Collaborating Institution: University of Houston, Houston, TX

Principal Investigator: Richard Willson, PhD

Title of the Project: Towards the Development of a Syndrome-specific Diagnostic Tool


Expected Product: Development of a new, ultrasensitive diagnostic technology and its integration into a platform device capable of rapidly detecting multiple pathogens in clinical specimens.

Description: The long-term goal of this project is the development of an ultrasensitive, integrated platform for the antigen detection diagnosis of multiple potential bioterror agents, based on the novel technology of microfabricated retro-reflectors. It is widely accepted that most terrorist attacks are covert, and therefore the infectious agent will be unknown until the first person becomes acutely ill and seeks medical help. The availability of an instrument capable of detecting several agents simultaneously would greatly enhance our response to a possible bioterror attack because of the ability to screen patients presenting with non-specific signs and symptoms (the vast majority) or the possibility of testing based on syndromic presentation.

We have demonstrated the inexpensive fabrication and very high detectability of micron-scale retroreflectors, and brightness modulation by gold nanoparticles and magnetic particles (for integration with sample preparation) in an analyte-responsive manner. A few hundred 40 nm particles, or a single 2.8 μm magnetic bead, can be reliably detected on each element of a large retroreflector array, with simple optics potentially costing less than $1000. Planarization improved mass transfer and flow-force specificity enhancement, but introduced physisorption issues which now are largely resolved. A new linear layout greatly increased the “sensitive” fraction of the array, increasing sensitivity, and automated image analysis is now highly successful.

We recently also have demonstrated the micro-lithographic fabrication of freely-suspended retroreflector cubes, which may serve as the basis of a simple, few-agent point-of-care diagnostic device.

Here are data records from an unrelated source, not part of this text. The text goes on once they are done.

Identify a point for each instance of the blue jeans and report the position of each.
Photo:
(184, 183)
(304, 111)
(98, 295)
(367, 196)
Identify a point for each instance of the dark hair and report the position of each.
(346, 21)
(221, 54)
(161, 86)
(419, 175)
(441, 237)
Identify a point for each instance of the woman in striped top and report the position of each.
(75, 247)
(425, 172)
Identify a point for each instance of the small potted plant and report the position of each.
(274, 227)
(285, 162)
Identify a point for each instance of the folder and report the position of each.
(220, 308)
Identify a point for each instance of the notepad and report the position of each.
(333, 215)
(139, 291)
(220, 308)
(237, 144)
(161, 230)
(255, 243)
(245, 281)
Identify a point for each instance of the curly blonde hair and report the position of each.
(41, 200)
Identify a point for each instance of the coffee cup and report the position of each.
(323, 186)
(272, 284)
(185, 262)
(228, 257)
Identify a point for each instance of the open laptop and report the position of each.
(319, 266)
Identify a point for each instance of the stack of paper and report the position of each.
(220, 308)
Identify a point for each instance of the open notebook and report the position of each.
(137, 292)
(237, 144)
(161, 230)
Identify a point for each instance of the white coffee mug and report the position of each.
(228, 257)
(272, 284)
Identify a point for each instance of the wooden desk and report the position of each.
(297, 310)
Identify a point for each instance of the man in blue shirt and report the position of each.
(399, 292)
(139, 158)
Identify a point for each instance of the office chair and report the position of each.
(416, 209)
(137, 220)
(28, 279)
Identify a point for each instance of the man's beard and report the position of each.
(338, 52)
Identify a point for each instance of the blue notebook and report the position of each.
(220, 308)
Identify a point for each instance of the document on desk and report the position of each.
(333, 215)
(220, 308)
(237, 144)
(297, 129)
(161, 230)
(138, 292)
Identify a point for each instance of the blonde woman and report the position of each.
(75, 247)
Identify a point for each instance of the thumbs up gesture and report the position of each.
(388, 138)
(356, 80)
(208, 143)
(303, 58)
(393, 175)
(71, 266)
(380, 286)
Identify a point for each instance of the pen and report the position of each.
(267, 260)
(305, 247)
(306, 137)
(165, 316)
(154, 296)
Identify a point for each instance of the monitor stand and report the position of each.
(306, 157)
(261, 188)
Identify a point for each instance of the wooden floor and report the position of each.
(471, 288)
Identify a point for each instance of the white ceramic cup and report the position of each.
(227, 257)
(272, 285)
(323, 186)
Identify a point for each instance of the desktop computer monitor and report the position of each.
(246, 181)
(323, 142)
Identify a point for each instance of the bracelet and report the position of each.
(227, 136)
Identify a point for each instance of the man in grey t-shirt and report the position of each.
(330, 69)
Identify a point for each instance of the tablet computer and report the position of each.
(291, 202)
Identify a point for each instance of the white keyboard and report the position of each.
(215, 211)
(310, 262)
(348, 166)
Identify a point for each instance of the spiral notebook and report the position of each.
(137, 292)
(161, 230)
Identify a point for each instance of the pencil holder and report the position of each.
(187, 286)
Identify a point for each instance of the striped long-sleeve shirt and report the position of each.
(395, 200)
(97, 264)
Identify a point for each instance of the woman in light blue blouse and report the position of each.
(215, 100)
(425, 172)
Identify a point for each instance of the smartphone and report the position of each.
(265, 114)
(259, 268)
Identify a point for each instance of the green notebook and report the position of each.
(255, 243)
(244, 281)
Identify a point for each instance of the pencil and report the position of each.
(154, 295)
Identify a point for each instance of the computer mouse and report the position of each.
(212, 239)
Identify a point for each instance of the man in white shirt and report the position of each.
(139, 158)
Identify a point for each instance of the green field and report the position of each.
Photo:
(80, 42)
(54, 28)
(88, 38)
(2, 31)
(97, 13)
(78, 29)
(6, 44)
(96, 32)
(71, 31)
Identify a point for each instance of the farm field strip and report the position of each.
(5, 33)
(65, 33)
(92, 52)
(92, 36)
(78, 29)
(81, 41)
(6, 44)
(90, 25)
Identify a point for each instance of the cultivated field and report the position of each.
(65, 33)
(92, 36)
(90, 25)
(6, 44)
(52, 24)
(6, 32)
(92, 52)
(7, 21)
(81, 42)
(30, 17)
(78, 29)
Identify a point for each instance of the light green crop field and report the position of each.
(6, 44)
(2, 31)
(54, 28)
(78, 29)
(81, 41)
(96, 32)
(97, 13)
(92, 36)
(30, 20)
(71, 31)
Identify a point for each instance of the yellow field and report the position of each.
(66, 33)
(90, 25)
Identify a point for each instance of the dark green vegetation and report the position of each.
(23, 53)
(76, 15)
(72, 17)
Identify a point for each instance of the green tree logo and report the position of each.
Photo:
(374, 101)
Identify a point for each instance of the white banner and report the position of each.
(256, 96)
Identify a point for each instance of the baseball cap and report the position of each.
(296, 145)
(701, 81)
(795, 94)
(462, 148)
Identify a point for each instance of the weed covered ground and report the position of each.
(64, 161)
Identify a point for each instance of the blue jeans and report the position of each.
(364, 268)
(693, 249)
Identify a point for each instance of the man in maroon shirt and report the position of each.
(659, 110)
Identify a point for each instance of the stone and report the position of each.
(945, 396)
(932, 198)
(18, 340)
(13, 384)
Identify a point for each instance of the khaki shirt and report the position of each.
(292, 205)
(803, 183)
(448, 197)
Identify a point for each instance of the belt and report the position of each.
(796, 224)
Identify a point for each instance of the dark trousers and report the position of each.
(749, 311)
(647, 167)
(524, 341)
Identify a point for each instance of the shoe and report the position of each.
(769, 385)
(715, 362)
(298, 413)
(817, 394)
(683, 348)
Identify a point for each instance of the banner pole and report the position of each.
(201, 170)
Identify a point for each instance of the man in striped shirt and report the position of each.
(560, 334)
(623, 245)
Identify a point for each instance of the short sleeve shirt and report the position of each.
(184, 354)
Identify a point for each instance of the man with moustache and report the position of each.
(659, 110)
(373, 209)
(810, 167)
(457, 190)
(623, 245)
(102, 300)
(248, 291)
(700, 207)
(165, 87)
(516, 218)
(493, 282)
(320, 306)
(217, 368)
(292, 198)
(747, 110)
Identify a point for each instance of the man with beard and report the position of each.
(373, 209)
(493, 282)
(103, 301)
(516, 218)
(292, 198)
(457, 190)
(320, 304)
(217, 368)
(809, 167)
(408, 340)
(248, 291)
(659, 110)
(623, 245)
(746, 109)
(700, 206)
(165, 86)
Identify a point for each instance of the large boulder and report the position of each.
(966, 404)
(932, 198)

In response to external reviews, we have shifted emphasis to agents for which infected human samples are realistically available. Specifically, we will deemphasize Francisella tularensis, Cryptosporidium parvum, and Rift Valley fever virus, and focus on dengue virus and intracellular bacterial pathogens, especially Ehrlichia chaffeensis. A promising simple assay using suspended retroreflector cubes will focus on Norwalk virus.

Testing will coordinate with the Diagnostics Theme investigators and WRCE subject matter experts on these agents. Testing will begin in vitro with attenuated or killed agent, and progress to testing with animal and human specimens, and with virulent agents in the University of Texas Medical Branch’s BSL-3 and BSL-4 facilities.